Last year, auto sales in China ended a three-year downtrend to reach 26.28 million units, which is partly attributable to NEVs. Sales of such vehicles rose over 157 per cent to 3.52 million units, the fastest growth rate since 2016, said the Ministry of Industry and Information Technology.

“China is very likely to achieve its target for NEVs ahead of schedule, mainly thanks to the improvement of internet of vehicles technologies and innovations in business models that drive the popularity of NEVs,” Fu said. “The country’s efforts in carbon neutrality also accelerated the trend.”

Several market bodies, including the CAAM, predicted that NEV sales are expected to exceed five million units this year, which is ahead of the country’s goal to raise NEVs to about 20 per cent of total sales volume by 2025, according to China’s 2021-2035 development plan for the NEV industry.

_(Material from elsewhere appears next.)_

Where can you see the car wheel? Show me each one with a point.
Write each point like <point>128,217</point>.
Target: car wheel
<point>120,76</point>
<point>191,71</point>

This year, many players such as Xiaomi Corp also joined traditional automakers to make NEVs. Industry experts said more than 90 electric models will be unveiled this year.

Ouyang Minggao, an automotive professor at Tsinghua University, said: “EV models have become extremely diversified in the Chinese market, covering all models of traditional fuel vehicles, especially small NEVs that have gained popularity among consumers over the past years.”

However, Changan Auto chairman Zhu Huarong said that the rapid growth of NEVs also highlights the need to improve charging facilities in the years to come.

“This is not only a problem of merely placing more charging piles, but also a problem of charging efficiency. More joint efforts are needed from the government, auto companies and charging companies to solve the bottlenecks.”

The latest data from the ministry showed that last year, China set up 936,000 charging piles and 14,000 charging stations, up 193 per cent and 90 per cent, respectively. More than 10,000 power battery recycling service outlets are in operation nationwide.

Battery giant Contemporary Amperex Technology Co Ltd also launched its battery swap services for NEVs in 10 Chinese cities earlier this month, which will enable users to rent and directly change their batteries in the company’s rapid battery-swap stations, and combine several battery blocks at the same time if they have to drive for longer trips.

As the chip shortage swept the global auto industry over the past year, Zhu said it will be a variable for the Chinese market, but this year’s conditions will be better than last year’s.

“Though it won’t be totally solved this year, the chip shortage will be gradually alleviated in 2022 with market mechanisms set to play a greater role,” Zhu said.